Former Leinster flanker Elsom has been the Australian skipper since October 2009 but spent most of last season on the sidelines due to two separate injury setbacks.
Having been out of action for six months thanks to a chronic hamstring injury picked up at the end of 2010, Elsom then damaged an ankle playing for the Brumbies in his comeback game in May and didn't play any further rugby until the Wallabies' defeat to Samoa at the end of July.
That lack of game time, together with a mixed record during his 20-month stint in charge, has led head coach Robbie Deans to seek an alternative route ahead of the global gathering in New Zealand next month and the clash with the Lions in 2013.
"It has become clear that the additional responsibility has been a distraction that Rocky doesn't need," said Deans, who this week signed a new contract that will see him remain in charge for the Lions series and beyond.
"It is well documented that Rocky came into the Test season off a limited background in terms of preparation, having missed all but 60 minutes of Super Rugby due to injury.
"Rocky will remain a very important person within the group. When the proposal for the adjustments of the leadership was put to him, his immediate and impressive response was 'whatever's in the best interests of the team'."
"Obviously it wouldn't have been his preference, but I guess it was made easier by his response. I think you'll see an impressive Rocky Elsom in the next few weeks. He can now really concentrate on getting himself in the right shape without having any peripheral demands, because there are a lot of peripheral demands around the captaincy.
"We all felt it was in the best interests, both of Rocky and of the team, to relieve him of the extra duties, with James's recent experience making him the best option to take over in the role."
Those sentiments surrounding the 'one for all and all for one' ethos within the current Wallaby set up were echoed by Elsom himself after Deans disclosed his 30-man World Cup squad earlier today.
Elsom was made aware of the decision on Monday but he and his coach chose not to break the change in direction to the rest of the Wallaby camp until just before the photo call for the squad announcement.
"It's the way it goes. I mean, it's in the nature of the sport, you're always up for selection," said Elsom.
"We all want the same thing now so it's all heading towards that. I think it's important that everyone gets behind the captain, it can be a difficult job at times and you need everyone right behind you there.
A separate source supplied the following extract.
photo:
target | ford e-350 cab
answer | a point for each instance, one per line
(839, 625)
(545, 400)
"James doesn't make that decision [to be captain] himself; that's thrust upon him and he needs to be supported. Supporting James is a big thing to focus on."
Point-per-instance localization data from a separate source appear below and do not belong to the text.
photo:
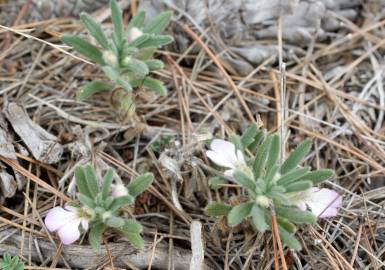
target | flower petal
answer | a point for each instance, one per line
(118, 190)
(229, 173)
(324, 202)
(240, 157)
(57, 217)
(70, 233)
(219, 159)
(84, 223)
(225, 149)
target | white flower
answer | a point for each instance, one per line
(66, 222)
(224, 154)
(133, 34)
(110, 58)
(118, 190)
(322, 202)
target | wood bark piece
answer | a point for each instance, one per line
(6, 147)
(8, 184)
(197, 246)
(85, 257)
(43, 145)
Rocky Elsom is no longer the Australian skipper
As for Horwill, the 26-year-old still looked surprised by his sudden rise at the media briefing that accompanied the squad announcement.
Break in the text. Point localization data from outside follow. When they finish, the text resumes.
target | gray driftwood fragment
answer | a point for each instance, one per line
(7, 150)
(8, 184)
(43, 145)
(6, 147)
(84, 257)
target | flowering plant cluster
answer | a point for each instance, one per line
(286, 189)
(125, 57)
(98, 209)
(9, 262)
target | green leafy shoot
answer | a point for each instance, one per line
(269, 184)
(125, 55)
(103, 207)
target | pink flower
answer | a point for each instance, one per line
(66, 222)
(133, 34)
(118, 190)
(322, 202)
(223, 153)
The 6ft 7in star didn't even make the World Cup squad last time out in 2007 having only been handed his international debut earlier that year. But since becoming a regular member of the first-choice XV in 2008, Horwill has begun every game for which he has been available and was the only player to start all of his country's 14 Test matches two seasons ago.
Injury saw him miss the entire international season in 2010 but he bounced back in fine style by leading the Reds to the inaugural Super 15 title last month and was the obvious candidate for the captaincy once Deans had decided that the burden was weighing too heavily on Elsom's shoulders.
Thursday's announcement has capped a remarkable turnaround for the affable Queensland born and raised lock who will become Australia's 77th captain when he leads the team out for the final Tri Nations encounter against New Zealand on August 27.
"It's been one hell of a ride for me personally," added Horwill.
"The success I've been a part of with the Reds was a massive thrill and a massive honour for me.
"And then to get back into the Wallabies side, which was an aim of mine at the start of the year, and now to be captain going into the World Cup... when you say it like that, I'm just shocked and incredibly honoured to have the opportunity.
"I didn't know what to think. I think I sat there for 10 to 15 seconds not saying anything because I didn't know what to think. After that, I said I'd love the opportunity and it's something I'm really, really looking forward to."
James Horwill will lead the Wallabies at the World Cup
With much media talk surrounding Elsom's demotion, Horwill has been quick to praise his predecessor's leadership qualities and has insisted that his team-mate will still have a major role to play in proceedings.
Horwill intends to seek Elsom's advice both on and off the field as he attempts to continue the Brumbies back rower's mantra of leading by example and attempting to set the standards which others will follow.
"Rocky and me are good friends and have been good friends for a long time," added Horwill.
"He's someone I respect immensely and someone whose leadership skills I can definitely learn from.
"Rocky's a guy who doesn't speak unnecessarily and when he talks, the whole group listens. That's just one of many things that I've learnt from him.
"I'm going to need him to help me, because it's not one man's job, it's the whole group as a whole."